I wave and smile, cussing under my breath. Got to be more careful. Just got to watch it.

As I'm on the edge of my bucket seat, waiting for the green to pop in the turn lane, I keep staring at the it that the city insists has to be art-the awful, ridiculous sculpture on the corner, the giant pile of bright yellow metal sticks. Yellow like road signs that warn of approaching dangers-sharp curves and slippery streets and school crossings. When I look at it, as much as I don't want to, I think, Caution, broken pile of Grace up ahead. Detour now.

Yeah, I'd like to, I'll admit, but I can't-I can't detour, I can't just steer around her and go on my way, happy as a freaking lark. I have to go get her. I have to find her and collect the pieces and try to put them into something like order.

I careen into the museum parking lot-I don't mean to, but I make the tires squeal.

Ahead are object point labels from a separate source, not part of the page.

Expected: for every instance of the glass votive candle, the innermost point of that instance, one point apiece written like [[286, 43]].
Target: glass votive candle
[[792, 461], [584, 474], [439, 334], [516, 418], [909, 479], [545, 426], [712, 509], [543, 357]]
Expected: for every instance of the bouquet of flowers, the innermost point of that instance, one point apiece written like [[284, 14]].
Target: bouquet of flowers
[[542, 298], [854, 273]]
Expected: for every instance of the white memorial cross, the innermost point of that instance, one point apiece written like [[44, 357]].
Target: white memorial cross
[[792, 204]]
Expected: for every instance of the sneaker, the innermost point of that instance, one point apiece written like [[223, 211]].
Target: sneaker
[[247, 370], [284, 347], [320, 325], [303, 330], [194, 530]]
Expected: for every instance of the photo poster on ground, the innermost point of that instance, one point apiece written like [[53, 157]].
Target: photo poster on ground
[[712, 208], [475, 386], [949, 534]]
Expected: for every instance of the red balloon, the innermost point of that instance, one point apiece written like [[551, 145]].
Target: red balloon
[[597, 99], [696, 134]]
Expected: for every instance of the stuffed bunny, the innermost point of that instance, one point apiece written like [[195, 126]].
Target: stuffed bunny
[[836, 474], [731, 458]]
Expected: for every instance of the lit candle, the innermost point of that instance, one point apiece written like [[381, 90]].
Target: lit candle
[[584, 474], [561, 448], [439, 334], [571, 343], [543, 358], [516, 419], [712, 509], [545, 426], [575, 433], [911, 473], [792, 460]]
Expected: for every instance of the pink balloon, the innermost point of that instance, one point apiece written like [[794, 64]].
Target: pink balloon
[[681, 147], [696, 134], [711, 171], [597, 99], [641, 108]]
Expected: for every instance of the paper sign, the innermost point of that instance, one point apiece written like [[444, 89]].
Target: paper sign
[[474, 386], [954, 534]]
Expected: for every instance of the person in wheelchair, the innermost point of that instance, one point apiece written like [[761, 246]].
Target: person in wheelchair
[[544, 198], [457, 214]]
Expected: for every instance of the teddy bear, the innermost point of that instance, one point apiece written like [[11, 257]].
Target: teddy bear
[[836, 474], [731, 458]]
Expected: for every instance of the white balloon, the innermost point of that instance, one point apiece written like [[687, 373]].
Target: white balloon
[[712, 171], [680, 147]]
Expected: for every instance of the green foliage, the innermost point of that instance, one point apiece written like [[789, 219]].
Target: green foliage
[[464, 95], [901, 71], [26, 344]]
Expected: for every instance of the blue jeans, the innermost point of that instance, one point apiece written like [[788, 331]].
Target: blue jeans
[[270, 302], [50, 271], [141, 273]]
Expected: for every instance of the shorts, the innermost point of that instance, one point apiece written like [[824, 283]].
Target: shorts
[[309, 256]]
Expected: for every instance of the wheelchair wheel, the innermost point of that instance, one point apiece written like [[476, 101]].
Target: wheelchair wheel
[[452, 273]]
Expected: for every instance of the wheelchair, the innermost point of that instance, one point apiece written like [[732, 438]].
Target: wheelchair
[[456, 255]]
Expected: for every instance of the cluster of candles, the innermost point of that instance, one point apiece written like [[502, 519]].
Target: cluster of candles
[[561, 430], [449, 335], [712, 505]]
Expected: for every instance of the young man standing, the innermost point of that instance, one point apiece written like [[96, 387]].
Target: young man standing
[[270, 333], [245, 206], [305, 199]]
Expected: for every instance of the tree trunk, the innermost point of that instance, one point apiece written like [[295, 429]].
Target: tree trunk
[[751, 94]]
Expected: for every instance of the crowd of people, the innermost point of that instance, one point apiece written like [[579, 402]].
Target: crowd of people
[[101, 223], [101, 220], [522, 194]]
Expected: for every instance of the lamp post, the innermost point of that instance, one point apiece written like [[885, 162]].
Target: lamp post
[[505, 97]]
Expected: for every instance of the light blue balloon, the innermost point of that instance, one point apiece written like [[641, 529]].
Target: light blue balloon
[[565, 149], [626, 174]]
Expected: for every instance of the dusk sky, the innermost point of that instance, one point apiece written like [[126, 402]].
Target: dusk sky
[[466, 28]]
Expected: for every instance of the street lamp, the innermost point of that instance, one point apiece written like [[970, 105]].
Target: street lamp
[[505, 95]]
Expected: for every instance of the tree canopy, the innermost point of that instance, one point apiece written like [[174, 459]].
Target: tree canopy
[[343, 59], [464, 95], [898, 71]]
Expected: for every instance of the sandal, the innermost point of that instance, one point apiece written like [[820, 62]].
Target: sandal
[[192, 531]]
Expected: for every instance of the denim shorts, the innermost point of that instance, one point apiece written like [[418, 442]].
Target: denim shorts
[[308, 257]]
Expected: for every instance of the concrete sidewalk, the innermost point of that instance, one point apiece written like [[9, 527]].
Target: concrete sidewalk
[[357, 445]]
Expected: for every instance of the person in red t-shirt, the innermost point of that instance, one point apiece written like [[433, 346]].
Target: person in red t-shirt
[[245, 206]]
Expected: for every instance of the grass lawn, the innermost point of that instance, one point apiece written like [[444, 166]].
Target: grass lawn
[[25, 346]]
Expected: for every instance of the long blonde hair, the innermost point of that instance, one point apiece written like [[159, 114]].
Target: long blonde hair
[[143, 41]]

Mom's here. In that little park behind the museum, sitting cross-legged in the middle of the grass. I'm relieved to find her, but finding her presents a whole new wad of problems. I mean, she's not some lost and found little kid. Something's led her out here-some shadow, some lie, some hallucination that she thinks is real-and can I really convince her that it's not? Or will she fight me, scream and carry on so that the curator will hear it from her office and call the police, have her hauled away?

My mouth burns, it's so dry. Mom's sitting in front of the outdoor theater made of stone-the one I'd been sketching the day Jeremy gave me his board.

In better times, Mom and I spent our summer evenings here. As soon as she'd wrapped up her last class of the day, we'd walk right out of the museum and head toward that stage, for free concerts or pottery showcases. Once, we even stayed for Shakespeare in the Park -A Midsummer Nights Dream. Mom was okay then; her hair was floating in the July breeze, and she was so beautiful-all fleshy and curvy and strong, in her sleeveless top and her jeans, sandals in the grass beside her and her toes painted a rosy pink. She knew the difference, that summer, between the actors onstage and the people around her who'd started gathering up their blankets and lawn chairs in the middle of the play.